Heidi Norton is an NYC-based artist whose 1970s New Age upbringing informs a strong connection to land, plant life, and nature.  Norton has had solo shows at Monique Meloche Gallery and the Museum of Contemporary Art, and group shows at Chicago Cultural Center, Gallery 400, The Box, The Contemporary (Baltimore), and the National School of Fine Arts (Paris). She is featured in ART21, BOMB, Journal for Artistic Research, and Grafts by Michael Marder. Norton received a BFA from the University of Maryland, Baltimore, and an MFA from the School of the Art Institute of Chicago. She is currently an adjunct professor at Parsons.

Haynes Riley is an artist, curator, and designer with an MFA from Cranbrook Academy of Art. He is founder and director at Good Weather in North Little Rock, Arkansas. He has had recent solo exhibitions at TOPS (Memphis), The Hills Esthetic Center (Chicago), Hammock Gallery (Los Angeles), and Outer Space (Facebook). His work has been in exhibitions at Threewalls (Chicago), Cranbrook Art Museum (Bloomfield Hills), The Bedfellow’s Club (Minneapolis), and EMBASSY (Los Angeles), among others. He is Design Director at Contemporary Art Review Los Angeles (Carla). Riley lives and works in Helena-West Helena, Arkansas.

Ezra Tessler is a New York-based artist and MFA painting graduate of Bard College, whose previous degrees are from Harvard and Columbia University. His recent exhibitions include Ezra Tessler and Barb Smith for Páramo at ZsONA MACO (Mexico City), and PaintersNYC for Museo de los Pintores Oaxaqueños (Oaxaca) – as well as Broadcast from Cedarburg, NJ at Bannerette, and Rafters at Culture Room, in Brooklyn. Tessler has received the Joan Mitchell Foundation Grant, Jacob Javits Fellowship, and Pforzheimer Foundation Fellowship. In spring 2017, he will be an Artist-in-Residence at the University of Tennessee, Knoxville.

Eric Wiley, born in Fort Collins and raised in the suburbs of Boise, has been Brooklyn-based since 2006; he graduated from Pratt Institute in 2010. His fondest memories are of Payette National Forest in Western Idaho, where he spent time deep in the mountains digging trails and fighting forest fires. He wonders if mountain-yogi Shangri-Las actually exist – if isolated enlightenment truly holds water? Together with friends, family members, and coworkers, Wiley awaits first contact with extraterrestrials, artificial intelligence, interstellar transportation and, finally, entrance into the forthcoming virtual oblivion.

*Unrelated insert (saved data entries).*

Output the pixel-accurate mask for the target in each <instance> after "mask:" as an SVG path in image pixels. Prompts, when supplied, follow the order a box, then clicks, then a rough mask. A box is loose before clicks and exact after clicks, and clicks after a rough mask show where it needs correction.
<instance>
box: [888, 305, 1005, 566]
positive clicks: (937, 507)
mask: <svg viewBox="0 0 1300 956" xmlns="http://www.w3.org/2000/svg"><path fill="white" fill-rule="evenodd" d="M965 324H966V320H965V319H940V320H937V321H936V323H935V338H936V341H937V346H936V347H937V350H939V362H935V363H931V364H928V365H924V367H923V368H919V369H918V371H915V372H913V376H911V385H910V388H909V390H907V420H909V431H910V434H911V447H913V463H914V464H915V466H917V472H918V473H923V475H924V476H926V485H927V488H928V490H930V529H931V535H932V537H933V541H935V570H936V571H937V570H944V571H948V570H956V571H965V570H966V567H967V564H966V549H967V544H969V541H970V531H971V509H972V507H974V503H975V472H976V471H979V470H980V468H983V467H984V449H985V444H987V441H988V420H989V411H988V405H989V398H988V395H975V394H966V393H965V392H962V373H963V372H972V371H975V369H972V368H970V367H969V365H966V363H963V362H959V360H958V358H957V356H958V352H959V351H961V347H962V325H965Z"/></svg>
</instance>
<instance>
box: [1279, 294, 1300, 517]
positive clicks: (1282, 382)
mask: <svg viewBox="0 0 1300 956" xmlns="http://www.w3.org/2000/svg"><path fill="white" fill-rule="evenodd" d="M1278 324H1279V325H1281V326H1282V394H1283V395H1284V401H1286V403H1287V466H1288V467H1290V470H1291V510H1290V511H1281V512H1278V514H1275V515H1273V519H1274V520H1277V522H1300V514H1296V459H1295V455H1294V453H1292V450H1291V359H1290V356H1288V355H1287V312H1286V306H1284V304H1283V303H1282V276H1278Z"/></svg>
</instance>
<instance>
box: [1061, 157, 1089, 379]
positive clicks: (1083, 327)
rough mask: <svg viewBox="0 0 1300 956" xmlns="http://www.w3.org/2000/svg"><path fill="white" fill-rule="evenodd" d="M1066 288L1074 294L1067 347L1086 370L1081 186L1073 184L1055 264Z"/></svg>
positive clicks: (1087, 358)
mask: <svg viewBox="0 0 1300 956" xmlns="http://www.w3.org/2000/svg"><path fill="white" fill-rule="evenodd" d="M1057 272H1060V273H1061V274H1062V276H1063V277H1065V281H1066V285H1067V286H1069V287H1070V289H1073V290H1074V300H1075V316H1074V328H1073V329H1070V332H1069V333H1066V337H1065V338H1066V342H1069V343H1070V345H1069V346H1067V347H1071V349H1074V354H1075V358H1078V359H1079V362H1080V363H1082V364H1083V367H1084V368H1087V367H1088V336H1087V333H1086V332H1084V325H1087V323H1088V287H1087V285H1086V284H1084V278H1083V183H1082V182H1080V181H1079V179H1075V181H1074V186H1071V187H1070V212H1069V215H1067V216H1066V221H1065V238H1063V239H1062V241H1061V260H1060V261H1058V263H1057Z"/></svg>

John Zane Zappas lives and works in Los Angeles. Zappas received his MFA from Cranbrook Academy of Art in 2012 and has attended residencies at Skowhegan School of Painting and Sculpture and Bemis Center for Contemporary Art. His work has been exhibited at Interface (Oakland), hotel-art.us, Vacancy (Los Angeles), Arturo Bandini (Los Angeles), Bb (Baltimore), Grin (Providence), City Limits (Oakland), Primetime (Brooklyn), and Good Weather (Little Rock).

About the Curators

Chase Westfall (Charles A. Westfall) is a visual artist, writer, and curator. Currently, he is the Director of Gallery Protocol in Gainesville, Florida, where he lives with his wife and children. He is represented by 101/exhibit Gallery, Los Angeles.

Iris Williamson is a Portland-based curator at Hap Gallery. She co-founded enter:gallery (NYC) and Dugg Dugg Gallery (Charlotte). Williamson curated exhibitions for the city of Charlotte during the 2012 Democratic National Convention, and co-founded Charlotte’s citywide arts event Southern Holiday. She received her MA in Critical Theory + Creative Research from Pacific Northwest College of Art, and her BFA in Studio Art and Art History from the University of Florida, Gainesville.